Deepcopy not showing up in model

I’m trying to load 8 pretrained models into another model in PyTorch. The definition of the models I want to load (loaded on top of a vgg net):

self.output_layer=nn.Sequential(nn.Conv2d(512,512, kernel_size=3,padding=2,dilation = 2),
                            nn.Conv2d(512,256, kernel_size=3,padding=2,dilation = 2),
                            nn.Conv2d(256,128, kernel_size=3,padding=2,dilation = 2),
                            nn.Conv2d(128,64, kernel_size=3,padding=2,dilation = 2),
                            nn.Conv2d(64, 1,kernel_size=1))

I’m deep copying these into an array, then loading the weights from the pretrained models, and each gets used on the forward pass as an expert in a gating block.

  self.branches=[]
  for i in range(8):
        self.branches.append(copy.deepcopy(self.output_layer))

Forward pass:

    x = self.frontend(x)
    regressors=[]
    for i in range(8):
        regressors.append(self.branches[i](x)) 
    stack=torch.cat(regressors, dim=1)


final=(gate[:,:,None,None]*stack)
output=torch.sum(final, dim=1, keepdim=True)

These pretrained layers are not showing up in my model. When I run torchsummary on the model, I am only seeing the vgg and gating layers. The outlayer_layer is missing.

Without deepcopying the output_layer, I see all the layers and parameters in the torchsummary (10,798,408 with deepcopy vs. 42,067,280 without deepcopy.). However, I need deepcopy to load the weights of each model and not just create a list of references to the same output_layer with the same weights.
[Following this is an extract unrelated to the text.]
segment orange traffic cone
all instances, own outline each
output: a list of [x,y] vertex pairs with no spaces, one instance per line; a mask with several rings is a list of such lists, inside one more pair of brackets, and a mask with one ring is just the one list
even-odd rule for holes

In the meantime as a workaround I defined 8 different self.output_layers and added them to the branches array. This seems to work out okay.

Hi,

You will need to use nn.ModuleList() for the submodules (each of your regressor) to be found properly.
You can simply replace self.branches=[] by self.branches=nn.ModuleList() and it will work as expected.